Though, how they missed the blood crawling up the door, Paige had no clue.
Paige was tired. Fuck. She was exhausted.
The local PD arrived within minutes.
Captain Banes stepped out of his unmarked car, followed by two other squad cars. “Captain Whiskey, what’s the situation?”
Paige buzzed with what had just happened. First, the pack attack, and now this? Fuck. Ever since she’d regained her powers, she hadn’t had much room for a breather. She needed one. Desperately. “Severa
l dead. More than a dozen.”
“A bomb?” Banes stared at the restaurant in confusion.
“Spell of some sort.” Paige shook her head. “Blood magick. Eastwood magick.”

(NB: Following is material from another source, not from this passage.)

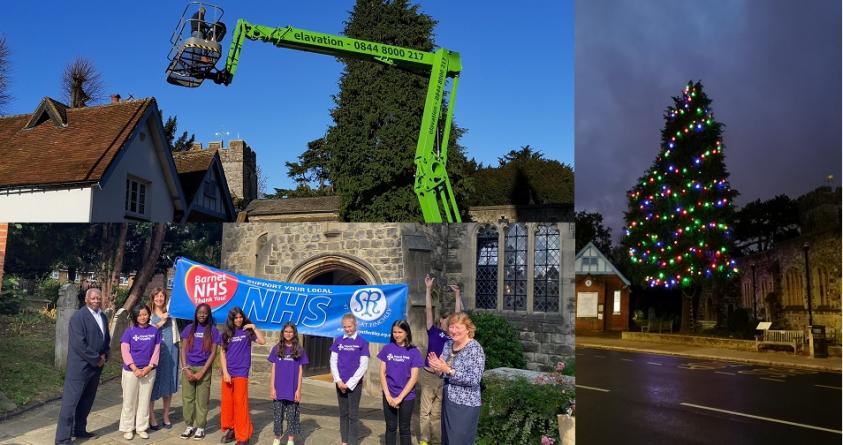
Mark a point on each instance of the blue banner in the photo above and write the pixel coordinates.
(315, 309)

Banes glanced between Paige and Merry who glared at him through the windshield. “You’re sure it’s Eastwood magick.”
Paige nodded. “Helpful tidbit, Blackmans have death magick, Eastwoods blood magick, and Whiskeys life magick. Neat. Right?” It didn’t feel neat. She watched as the blood from the victims inside continued to seek a path toward Merry.
“What is that?” Banes asked carefully, finally seeing the blood.

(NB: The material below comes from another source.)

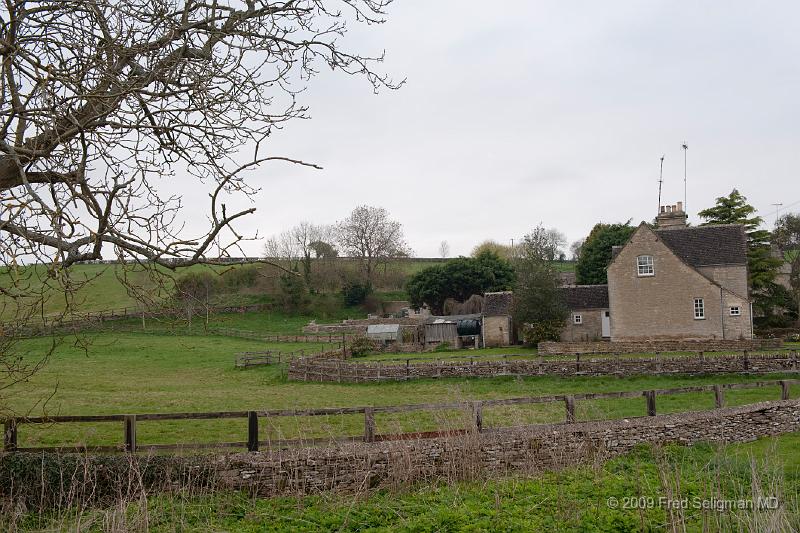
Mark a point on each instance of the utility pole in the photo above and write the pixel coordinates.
(777, 213)
(660, 181)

Paige released a tight breath, a headache growing behind her eyes. “That is how I know it’s blood magick. The blood is trying to find its way to her.”
Banes turned slowly and watched Merry Eastwood through narrowed eyes. “You know this to be a fact?”
Paige nodded slowly.
“How?”
“When Director Lovejoy gets here, I’ll show you.”
“You got the FBI involved?”
“Sir.” Paige pressed her thumb and forefinger into her eyebrow ridges before looking up at him. “Yes. She’s been building a case against Merry Eastwood that courses over almost two hundred years. Murders. Blood magick rituals to keep her alive and young.”
Banes shifted his gaze to Paige.
“And Director Lovejoy says she has a place to hold her where she can’t use her magick.”
“What’s keeping her from using her magick now?”
“Absolutely nothing.”
“Then, why isn’t she breaking free?”
Good damned question. Could be Merry was trying to fight the call of the blood. Or maybe she was hoping to maintain appearances. Or maybe this wasn’t her doing. Maybe this was Oliver.
In which case, shouldn’t she be going after him?
One Eastwood at a time.
“I’m staying on high alert just in case she pulls something, but I doubt she will in this crowd.”
“Why not?” Banes folded his arms over his chest.
“Public. She doesn’t want humans to know.”
“Why not?”
“Normal people are scary?” Honestly, Paige didn’t know. She only knew that Alma had been open about witchcraft and casting, but magick? That was never done public. Yes. Alma would wave her hands in the air and chant on occasion, but she never did real magick. Why? Maybe it had something to do with the Council of Elders? Paige just didn’t know.